L'hiver... Comme il avait passé vite, cet hiver que là-bas, à Landemer, elle interrogeait avec une sorte de curiosité anxieuse. Ah! combien, en dépit des apparences, il avait ressemblé peu à ceux qu'elle avait, jusqu'alors, traversés...

Non, jamais, son activité cérébrale n'avait été pareillement intense. Jamais tant de fleurs diverses n'avaient jailli, avec autant de fougue, en son jardin secret; et leurs parfums multiples, violents ou subtils, ou follement doux, la grisaient un peu, vraiment...

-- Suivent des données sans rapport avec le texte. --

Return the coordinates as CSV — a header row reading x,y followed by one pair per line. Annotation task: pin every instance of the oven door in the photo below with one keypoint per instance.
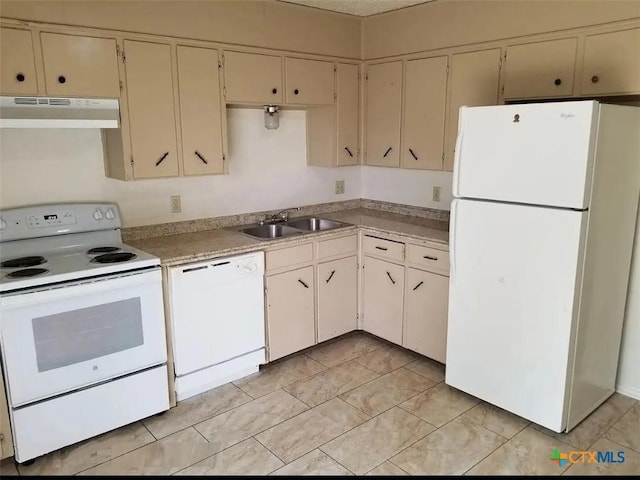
x,y
64,337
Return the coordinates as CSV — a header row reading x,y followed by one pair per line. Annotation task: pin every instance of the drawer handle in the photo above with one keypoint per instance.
x,y
166,154
204,160
391,278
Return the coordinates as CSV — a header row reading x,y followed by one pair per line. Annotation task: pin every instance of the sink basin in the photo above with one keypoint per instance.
x,y
270,231
314,224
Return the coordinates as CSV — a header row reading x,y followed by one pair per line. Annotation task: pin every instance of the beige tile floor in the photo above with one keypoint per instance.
x,y
355,405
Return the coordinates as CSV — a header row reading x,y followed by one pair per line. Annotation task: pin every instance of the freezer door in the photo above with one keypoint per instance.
x,y
538,154
513,304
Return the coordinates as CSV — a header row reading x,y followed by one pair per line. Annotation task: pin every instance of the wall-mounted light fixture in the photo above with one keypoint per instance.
x,y
271,117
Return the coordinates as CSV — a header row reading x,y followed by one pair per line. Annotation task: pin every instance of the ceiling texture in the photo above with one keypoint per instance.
x,y
361,8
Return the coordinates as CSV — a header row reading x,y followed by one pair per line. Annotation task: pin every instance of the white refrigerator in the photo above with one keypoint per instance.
x,y
542,226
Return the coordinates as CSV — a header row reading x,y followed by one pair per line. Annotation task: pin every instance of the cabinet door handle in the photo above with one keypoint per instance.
x,y
330,276
201,157
166,154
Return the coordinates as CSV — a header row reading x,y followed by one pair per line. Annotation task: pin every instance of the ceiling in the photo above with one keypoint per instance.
x,y
361,8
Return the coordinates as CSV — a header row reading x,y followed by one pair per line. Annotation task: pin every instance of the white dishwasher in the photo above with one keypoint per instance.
x,y
217,321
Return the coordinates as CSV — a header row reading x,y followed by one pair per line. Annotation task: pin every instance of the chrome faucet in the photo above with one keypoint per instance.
x,y
283,215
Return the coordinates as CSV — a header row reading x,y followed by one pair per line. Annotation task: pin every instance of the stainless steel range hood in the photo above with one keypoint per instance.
x,y
41,112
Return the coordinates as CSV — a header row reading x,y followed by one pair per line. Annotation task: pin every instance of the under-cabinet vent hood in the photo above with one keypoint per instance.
x,y
40,112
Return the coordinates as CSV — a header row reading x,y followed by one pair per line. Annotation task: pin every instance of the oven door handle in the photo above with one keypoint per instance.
x,y
81,287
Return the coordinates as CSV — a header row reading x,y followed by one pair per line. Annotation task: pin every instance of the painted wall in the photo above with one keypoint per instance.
x,y
267,170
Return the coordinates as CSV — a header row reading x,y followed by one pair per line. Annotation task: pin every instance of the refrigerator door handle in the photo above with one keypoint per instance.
x,y
452,238
457,151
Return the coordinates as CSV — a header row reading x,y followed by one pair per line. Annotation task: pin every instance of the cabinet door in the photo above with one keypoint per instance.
x,y
425,314
424,108
348,103
383,285
384,100
80,66
200,111
17,64
252,78
151,110
309,82
337,297
611,63
474,80
290,313
542,69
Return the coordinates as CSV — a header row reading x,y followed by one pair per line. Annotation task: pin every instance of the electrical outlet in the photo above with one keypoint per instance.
x,y
436,194
176,206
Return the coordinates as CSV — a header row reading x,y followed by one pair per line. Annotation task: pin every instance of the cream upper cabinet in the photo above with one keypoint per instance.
x,y
201,111
80,66
383,289
474,80
424,109
150,104
309,82
337,297
17,63
425,314
332,131
252,78
290,312
611,63
541,69
384,102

L'âme nouvelle apparue en elle à Landemer semblait continuer à s'épanouir; une âme frémissante, où grondait un furieux appétit de jouissances; qui cherchait, appelait, voulait les souffles ardents de la vie, comme une plante se tourne vers la lumière... Une âme que, par un dédoublement de la pensée qui lui était familier, elle observait, surprise, attentive et troublée...

Qui l'aurait soupçonnée en elle, cette âme neuve qu'à personne elle n'avait révélée, car elle en cachait jalousement l'existence, coutumière du soin de défendre son intimité, même avec Élisabeth, dont elle redoutait le regard clairvoyant.

Certes, elle l'aimait toujours profondément, cette amie que sa jeunesse avait entourée d'un culte enthousiaste—bien confiant, alors... Mais c'était le passé. Il semblait que chaque jour accusât les différences de leurs personnalités, rendant leurs âmes lointaines l'une pour l'autre, orientées vers des horizons trop opposés, qui, peu à peu, les séparaient moralement.

Toutes deux en avaient une conscience qu'elles ne trahissaient pas; décevante, inquiète, presque douloureuse chez Élisabeth... Non chez Claude, enivrée par la fièvre délicieuse où il lui semblait exquis de vivre, avec la sensation d'être emportée dans le flot d'un torrent magiquement doux, auquel, avec une allégresse imprévue, elle abandonnait sa volonté.

D'où venait cette impression?... Rien n'avait changé dans sa vie laborieuse; comme toujours, elle avait passionnément poursuivi son labeur intellectuel, travaillé son violon, rempli ses devoirs d'altruiste au dispensaire, chez les pauvres et les malades d'Élisabeth, en dépit de la révolte de sa jeunesse, altérée de beauté, de luxe, d'indépendance.

Qu'y avait-il de plus en sa vie?... Oui, une part très large donnée au développement de sa carrière d'artiste où elle réussissait comme jamais elle n'avait osé l'espérer. Pendant la saison qui allait finir, elle avait été, vraiment, dans la haute société mondaine, l'artiste à la mode, qu'il faut avoir entendue ou fait entendre chez soi. Les séances à l'hôtel des Ryeux y avaient été pour beaucoup, la lançant dans un monde très snob, mais tout-puissant pour créer des réputations; et elle devait beaucoup, force lui était de le reconnaître, à l'influence de Raymond de Ryeux.

Elle avait joué dans de grands concerts et débuté à Colonne en des conditions qui lui avaient rappelé l'heure glorieuse de son prix, au Conservatoire... Et à triompher là, devant un public de connaisseurs, elle avait éprouvé une joie fière. Car son succès devant les publics de salon, elle l'estimait... ce qu'il valait; et seule, son inflexible volonté d'arriver, en tenait compte.

Le tintement clair de la petite pendule posée sur le bureau rappela soudain sa pensée enfuie et elle tourna les yeux vers le cadran. Mais aussitôt, impatiente, elle releva la tête.